In a panel discussion about cyber resilience at FIA's Boca conference, key stakeholders from across the derivatives industry agreed on the importance of vigilance and communication to protect global derivatives markets.
Don Byron, FIA's head of global industry operations and execution, kicked off the discussion by framing the recent ION cyber incident not so much as a wake-up call as much "as a reminder of what's at stake, and the importance of being vigilant."
Those sentiments were echoed by Keith Todd, CEO of Trading Technologies, one of the industry's leading technology providers. Todd referred to the ION disruption as an "attack on the industry" rather than just one company. That means it’s necessary to think holistically and work together to build up the resilience of the entire industry.
"We have to remember the words 'enterprise risk' and not get distracted by just cyber risk and ION," Todd said. "There is a plethora of risks that we all should be thinking about."
Tom Wagner, managing director for financial services operations at the Securities Industry and Financial Markets Association, noted that the ION incident was a reminder of this broader approach to risk-management that is incumbent upon all market participants. Regarding third-party service providers in particular, Wagner said it’s incumbent upon firms to include cyber concerns and other operational risks in their cost-benefit analysis.
"Before you sign up with a third party, conduct your due diligence," he said. "That includes financial stability, but also diligence around cyber controls, business continuity and data resilience."
Randolf Roth, a member of the executive board at Eurex, the largest futures and options exchange in Europe, noted that cyber risks are widespread and require vigilance that cannot be viewed through a single lens such as the risks of third-party providers or cloud computing.
"Cyber attacks are a constant risk, and it doesn't matter if you're on premise or in the cloud. They're not going away, and you need to deal with it," Roth said.

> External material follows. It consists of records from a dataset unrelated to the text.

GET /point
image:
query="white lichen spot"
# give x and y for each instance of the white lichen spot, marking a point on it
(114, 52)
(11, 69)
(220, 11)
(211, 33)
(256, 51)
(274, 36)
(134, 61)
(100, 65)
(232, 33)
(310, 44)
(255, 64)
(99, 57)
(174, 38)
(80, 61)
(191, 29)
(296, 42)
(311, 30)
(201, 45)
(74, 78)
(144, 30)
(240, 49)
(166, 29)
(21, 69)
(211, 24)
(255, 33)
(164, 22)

One way to deal with cyber risks, as learned by the ION incident, is the importance of reliable data backups as a critical part of the recovery process, he added.
Commissioner Christy Goldsmith Romero of the US Commodity Futures Trading Commission expressed agency efforts to learn more about the risks of ransomware, "zero day" viruses and attacks where there is not yet a security patch developed, and the risks associated with third-party service providers.
As the sponsor of the Technology Advisory Committee (TAC), a group created to advise the CFTC on issues at the intersection of technology and markets, Romero said she recently built the TAC membership with an eye on technology experts rather than market experts.
She also mentioned the agency is currently considering a proposed expansion of notification requirements from Derivatives Clearing Organizations (DCOs) to the CFTC. This would include cyber incidents, but more broadly contemplate "triggering events" where a DCO "can't operate in the way you're expected to operate."
There are certainly reasons when confidentiality is appropriate on technology or even on the specifics of a cyber incident, said Keith Todd. "But it's still vital for the industry to discuss their controls and procedures," he said. That will help the industry remain vigilant against future threats and build lasting standards around business continuity and recovery.
The exploration of possible standards or protocols is part of the reason that FIA announced the formation of Cyber Risk Taskforce, that aims to provide the industry with lessons learned by the ION incident sometime in the next few months.